Editorial: Think more often about brownfield sites
Published 12:00 am Tuesday, December 31, 2019
When possible, sites like Kesler Mills should be among locations considered when recruiting new businesses.
The site formerly was home to textile mills, but was abandoned as the industry found other countries to be more profitable. Sites like it are seldom a first choice when elected officials and economic development professionals are trying to pitch to prospects. Almost always, they’re not up to modern standards or expectations for industry. It would be easier, for example, to find open land to build a new manufacturing or fulfillment facility — where companies don’t have to worry about cleanup or altering existing structures to meet specifications.
But building on undeveloped land has its drawbacks, including adding to urban sprawl and taking away animal habitat. For folks who live in the country because it offers peace and quiet, it also means bringing “the city” a little closer.
Redeveloping so-called “brownfield” sites — where contamination of some time is suspected or has been found — should be a goal supported by environmentalists and people who live in rural areas and prefer it that way. Doing so means that unused land in cities doesn’t stay that way.
Former Salisbury City Planner Kyle Harris correctly noted in a story published Sunday (“Brownfields programs help former industrial sites get new life”) that “there’s a big perception issue, especially if you’re redeveloping in an area where there is documented proof of potentially contaminating, intense industrial uses.”
But there are solutions to that.
In addition to federal grant funding for cleanup, which Salisbury already is seeking for Kesler Mill, there’s may be a solution for that in the form of local incentives.

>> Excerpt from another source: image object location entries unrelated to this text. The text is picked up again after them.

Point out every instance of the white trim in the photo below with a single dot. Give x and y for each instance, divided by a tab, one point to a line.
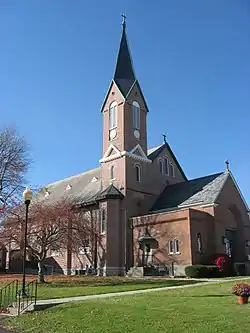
136	157
209	205
140	150
109	150
238	189
119	154
107	94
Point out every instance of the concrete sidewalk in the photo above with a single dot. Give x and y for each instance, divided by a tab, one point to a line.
42	304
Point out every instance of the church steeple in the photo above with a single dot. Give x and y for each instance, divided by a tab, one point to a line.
124	75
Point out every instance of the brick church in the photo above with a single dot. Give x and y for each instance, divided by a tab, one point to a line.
149	213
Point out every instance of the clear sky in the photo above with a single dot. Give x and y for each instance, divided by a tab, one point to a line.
192	59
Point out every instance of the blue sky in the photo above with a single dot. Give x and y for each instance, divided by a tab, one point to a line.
192	59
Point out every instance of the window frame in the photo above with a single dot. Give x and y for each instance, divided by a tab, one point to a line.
166	169
199	248
174	246
113	115
137	173
111	172
171	166
103	217
136	115
161	165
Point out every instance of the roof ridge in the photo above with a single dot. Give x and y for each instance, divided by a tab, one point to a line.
71	177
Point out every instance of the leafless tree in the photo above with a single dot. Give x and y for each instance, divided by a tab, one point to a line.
46	230
14	163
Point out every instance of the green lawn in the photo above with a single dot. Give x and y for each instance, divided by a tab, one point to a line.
58	287
199	309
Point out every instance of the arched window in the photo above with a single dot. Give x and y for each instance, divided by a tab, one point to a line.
171	167
113	115
112	172
166	165
138	173
136	115
176	246
103	221
161	166
199	243
170	247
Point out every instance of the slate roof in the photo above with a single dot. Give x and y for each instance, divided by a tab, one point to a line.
85	187
124	75
82	188
154	152
202	190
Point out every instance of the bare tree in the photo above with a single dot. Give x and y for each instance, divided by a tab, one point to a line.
14	163
46	230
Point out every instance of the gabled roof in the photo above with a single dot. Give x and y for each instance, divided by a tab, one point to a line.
153	153
111	192
81	188
204	190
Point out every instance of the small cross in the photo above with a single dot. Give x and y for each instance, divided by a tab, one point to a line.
124	19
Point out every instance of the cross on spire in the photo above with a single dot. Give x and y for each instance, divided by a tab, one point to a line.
124	20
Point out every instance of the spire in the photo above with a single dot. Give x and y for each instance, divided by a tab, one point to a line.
124	75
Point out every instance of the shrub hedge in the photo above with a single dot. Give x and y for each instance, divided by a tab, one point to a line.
202	271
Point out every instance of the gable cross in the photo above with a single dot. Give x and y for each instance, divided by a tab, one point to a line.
124	19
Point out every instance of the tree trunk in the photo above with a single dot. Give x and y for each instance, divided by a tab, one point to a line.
40	273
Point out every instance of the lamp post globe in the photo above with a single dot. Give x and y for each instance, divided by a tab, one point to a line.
27	197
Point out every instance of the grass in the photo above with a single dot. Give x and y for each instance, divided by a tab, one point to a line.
59	287
206	309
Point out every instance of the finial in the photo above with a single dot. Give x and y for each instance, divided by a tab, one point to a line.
124	21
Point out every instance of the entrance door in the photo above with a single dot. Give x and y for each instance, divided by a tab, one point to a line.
230	243
148	254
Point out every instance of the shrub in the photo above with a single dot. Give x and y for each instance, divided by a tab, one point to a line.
241	289
202	271
195	271
223	262
240	269
212	271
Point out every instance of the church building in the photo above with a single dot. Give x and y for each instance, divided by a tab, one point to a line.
149	213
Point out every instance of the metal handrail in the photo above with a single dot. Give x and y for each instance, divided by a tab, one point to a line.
8	295
30	298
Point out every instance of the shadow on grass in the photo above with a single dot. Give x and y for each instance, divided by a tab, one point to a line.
202	296
166	283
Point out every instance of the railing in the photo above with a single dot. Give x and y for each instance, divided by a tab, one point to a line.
153	266
30	296
8	295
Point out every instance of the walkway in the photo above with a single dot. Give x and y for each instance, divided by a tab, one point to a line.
42	304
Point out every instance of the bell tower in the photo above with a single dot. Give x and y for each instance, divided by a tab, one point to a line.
124	122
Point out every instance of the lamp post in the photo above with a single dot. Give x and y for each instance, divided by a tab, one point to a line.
27	196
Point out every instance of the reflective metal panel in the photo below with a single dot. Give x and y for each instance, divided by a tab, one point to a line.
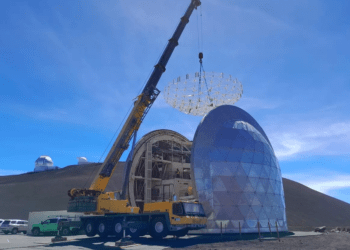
237	175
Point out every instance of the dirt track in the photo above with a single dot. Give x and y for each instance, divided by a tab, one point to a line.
47	191
325	241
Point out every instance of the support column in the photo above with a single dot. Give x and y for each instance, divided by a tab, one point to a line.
148	173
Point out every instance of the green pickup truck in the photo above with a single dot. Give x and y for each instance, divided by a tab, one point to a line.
49	226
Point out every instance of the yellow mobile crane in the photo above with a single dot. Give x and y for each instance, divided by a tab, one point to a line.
111	213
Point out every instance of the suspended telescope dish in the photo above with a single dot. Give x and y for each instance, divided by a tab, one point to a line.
197	94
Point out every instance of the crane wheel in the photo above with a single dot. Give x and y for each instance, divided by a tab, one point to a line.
158	229
133	232
181	233
90	228
102	229
36	231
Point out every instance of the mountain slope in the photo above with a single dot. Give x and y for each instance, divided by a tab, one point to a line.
47	191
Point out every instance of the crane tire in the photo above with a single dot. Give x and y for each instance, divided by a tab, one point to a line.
90	228
102	229
158	229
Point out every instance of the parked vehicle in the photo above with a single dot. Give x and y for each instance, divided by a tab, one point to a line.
50	226
14	226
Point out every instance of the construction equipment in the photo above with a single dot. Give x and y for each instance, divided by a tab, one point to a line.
111	210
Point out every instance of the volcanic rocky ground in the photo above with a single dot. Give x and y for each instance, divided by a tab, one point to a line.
47	191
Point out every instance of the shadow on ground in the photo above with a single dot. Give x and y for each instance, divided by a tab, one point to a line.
98	243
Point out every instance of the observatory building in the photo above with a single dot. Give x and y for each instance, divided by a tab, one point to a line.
160	168
44	163
83	161
237	175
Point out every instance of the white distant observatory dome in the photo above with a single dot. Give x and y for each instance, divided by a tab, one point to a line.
82	160
44	163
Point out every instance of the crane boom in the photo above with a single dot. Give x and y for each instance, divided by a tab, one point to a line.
141	107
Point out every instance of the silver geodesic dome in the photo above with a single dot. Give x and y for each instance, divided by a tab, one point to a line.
237	175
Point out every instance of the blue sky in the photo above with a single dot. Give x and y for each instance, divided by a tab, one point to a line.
69	71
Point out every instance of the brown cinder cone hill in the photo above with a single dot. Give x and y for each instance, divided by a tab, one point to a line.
47	191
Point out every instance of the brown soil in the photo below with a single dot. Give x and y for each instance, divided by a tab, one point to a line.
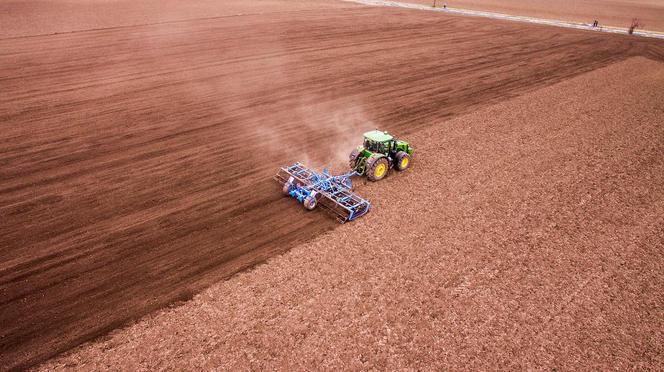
527	235
137	160
39	17
618	13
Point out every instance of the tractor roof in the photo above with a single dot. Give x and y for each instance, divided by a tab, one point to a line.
378	136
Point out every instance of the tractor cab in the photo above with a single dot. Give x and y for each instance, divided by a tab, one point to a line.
378	142
379	153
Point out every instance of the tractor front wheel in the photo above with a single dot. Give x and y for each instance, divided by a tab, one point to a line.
402	161
352	161
377	168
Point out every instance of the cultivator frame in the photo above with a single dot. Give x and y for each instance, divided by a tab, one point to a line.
331	192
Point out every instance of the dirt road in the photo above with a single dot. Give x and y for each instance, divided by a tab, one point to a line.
136	161
617	13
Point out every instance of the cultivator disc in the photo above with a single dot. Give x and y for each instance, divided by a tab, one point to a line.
333	193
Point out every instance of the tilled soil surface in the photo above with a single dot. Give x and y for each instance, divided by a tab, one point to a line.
38	17
136	161
618	13
529	234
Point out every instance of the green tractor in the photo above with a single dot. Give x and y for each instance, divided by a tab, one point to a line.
379	153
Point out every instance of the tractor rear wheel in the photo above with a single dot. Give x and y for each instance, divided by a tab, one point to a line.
402	161
377	168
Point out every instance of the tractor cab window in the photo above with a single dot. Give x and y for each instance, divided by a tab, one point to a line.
374	146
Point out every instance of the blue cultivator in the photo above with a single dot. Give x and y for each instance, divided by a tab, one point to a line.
331	192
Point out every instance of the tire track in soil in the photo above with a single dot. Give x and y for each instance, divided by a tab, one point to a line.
136	163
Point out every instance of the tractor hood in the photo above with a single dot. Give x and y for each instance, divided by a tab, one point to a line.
377	136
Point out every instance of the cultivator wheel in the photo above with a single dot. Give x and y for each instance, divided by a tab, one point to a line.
402	161
377	168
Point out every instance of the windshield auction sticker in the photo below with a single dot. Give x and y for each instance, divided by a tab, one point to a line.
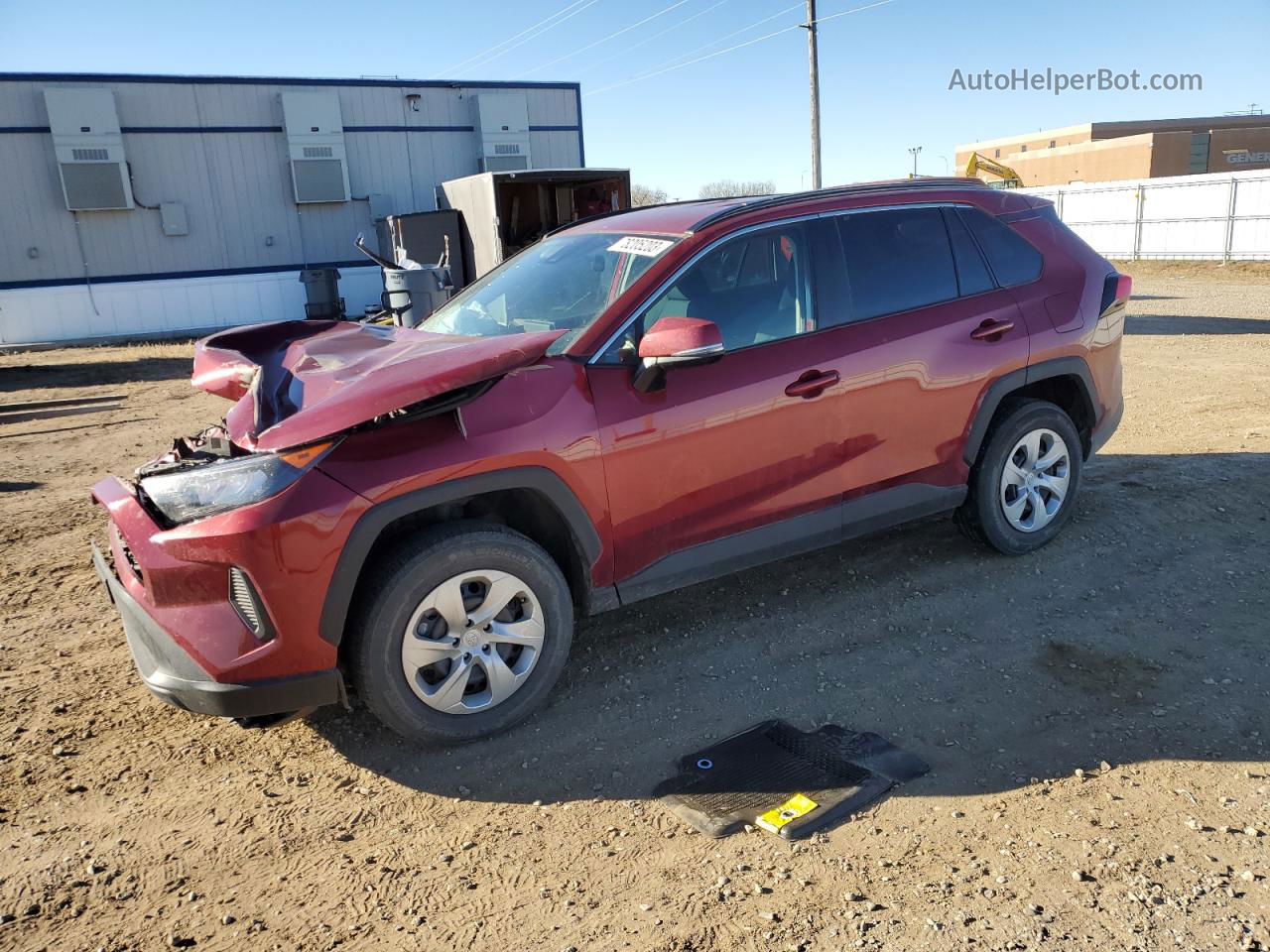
648	248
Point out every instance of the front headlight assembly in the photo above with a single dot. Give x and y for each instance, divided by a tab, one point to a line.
195	493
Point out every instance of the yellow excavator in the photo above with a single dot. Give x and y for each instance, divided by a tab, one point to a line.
982	163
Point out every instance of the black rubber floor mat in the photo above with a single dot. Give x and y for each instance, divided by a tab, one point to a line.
784	779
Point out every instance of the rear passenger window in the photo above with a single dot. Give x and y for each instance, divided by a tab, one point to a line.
971	273
1012	259
897	261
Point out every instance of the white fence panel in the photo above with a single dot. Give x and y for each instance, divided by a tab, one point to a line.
1250	238
1103	204
1109	239
1252	197
1199	199
1183	239
1222	217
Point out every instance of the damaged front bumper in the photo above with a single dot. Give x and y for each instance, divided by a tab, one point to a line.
177	679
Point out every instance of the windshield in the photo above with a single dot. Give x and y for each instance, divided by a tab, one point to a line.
561	284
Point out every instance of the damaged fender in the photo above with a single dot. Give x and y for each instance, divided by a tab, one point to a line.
300	381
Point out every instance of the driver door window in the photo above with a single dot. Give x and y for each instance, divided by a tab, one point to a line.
753	287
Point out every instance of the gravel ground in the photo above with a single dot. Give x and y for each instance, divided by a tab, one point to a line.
1095	716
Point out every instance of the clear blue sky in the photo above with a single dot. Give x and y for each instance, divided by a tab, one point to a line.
885	71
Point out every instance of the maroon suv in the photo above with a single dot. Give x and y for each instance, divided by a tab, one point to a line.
636	403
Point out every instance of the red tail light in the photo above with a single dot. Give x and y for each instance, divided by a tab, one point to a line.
1116	291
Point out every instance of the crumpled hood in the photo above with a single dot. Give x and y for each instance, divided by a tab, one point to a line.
300	381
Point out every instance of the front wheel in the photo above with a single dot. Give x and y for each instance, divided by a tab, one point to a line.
461	634
1023	490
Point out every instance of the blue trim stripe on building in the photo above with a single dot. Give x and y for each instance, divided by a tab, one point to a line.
150	130
181	276
275	80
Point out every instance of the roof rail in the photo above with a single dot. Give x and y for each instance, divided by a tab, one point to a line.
865	188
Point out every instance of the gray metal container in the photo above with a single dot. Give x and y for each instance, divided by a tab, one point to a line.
413	294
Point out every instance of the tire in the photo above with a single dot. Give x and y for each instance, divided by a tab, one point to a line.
992	512
416	585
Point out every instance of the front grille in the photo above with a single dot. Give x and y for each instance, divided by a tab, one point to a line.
246	603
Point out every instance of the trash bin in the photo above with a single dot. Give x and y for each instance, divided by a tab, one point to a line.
321	290
413	294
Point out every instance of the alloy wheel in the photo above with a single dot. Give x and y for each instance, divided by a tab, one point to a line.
1035	480
472	642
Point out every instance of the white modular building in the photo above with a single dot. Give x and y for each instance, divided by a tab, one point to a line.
155	204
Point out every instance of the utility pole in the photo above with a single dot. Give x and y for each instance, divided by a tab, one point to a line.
815	64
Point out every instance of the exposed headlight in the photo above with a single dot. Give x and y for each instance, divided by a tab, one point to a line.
197	493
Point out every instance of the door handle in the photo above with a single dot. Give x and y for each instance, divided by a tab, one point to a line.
991	329
812	384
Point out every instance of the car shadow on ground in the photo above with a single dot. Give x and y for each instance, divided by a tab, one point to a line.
91	373
1173	324
1137	635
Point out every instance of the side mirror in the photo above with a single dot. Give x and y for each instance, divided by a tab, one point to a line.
679	341
676	341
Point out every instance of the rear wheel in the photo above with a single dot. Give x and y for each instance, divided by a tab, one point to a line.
1023	489
461	634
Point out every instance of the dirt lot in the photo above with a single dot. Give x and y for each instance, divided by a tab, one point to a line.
1134	649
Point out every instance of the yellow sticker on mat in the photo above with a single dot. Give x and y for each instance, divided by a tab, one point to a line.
792	809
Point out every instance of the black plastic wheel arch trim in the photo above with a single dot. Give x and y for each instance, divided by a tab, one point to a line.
377	518
1017	380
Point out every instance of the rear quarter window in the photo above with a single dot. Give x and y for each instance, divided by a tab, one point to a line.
897	261
1012	261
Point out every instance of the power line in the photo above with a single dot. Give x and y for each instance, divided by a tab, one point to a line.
604	40
738	46
725	37
649	40
493	53
489	50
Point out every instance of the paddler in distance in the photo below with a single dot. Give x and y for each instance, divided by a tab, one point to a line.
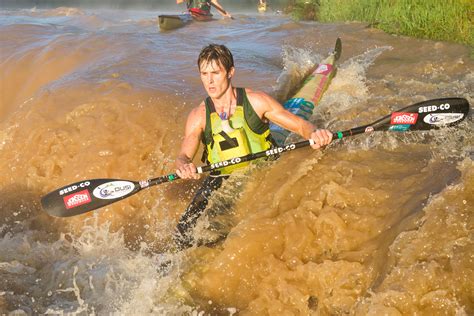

What if, for example, Salisbury and/or Rowan County offered to pay part or all of the cost of cleanup? The city or county could also pay all or part of costs that wouldn’t otherwise be incurred on an undeveloped site? Rowan County already receives more than $2 million every year in local sales taxes (and that amount is growing) for the purpose of economic development. Redeveloping old industrial sites certainly seems like a worthy cause.
Sure, there will be many cases where an industrial prospect cannot build on a site like Kesler Mill because of environmental rules or that the location isn’t large enough. Chewy, for example, couldn’t possibly have built there.
But in 2020 and beyond, we hope officials increasingly will look to brownfield redevelopment as a possibility.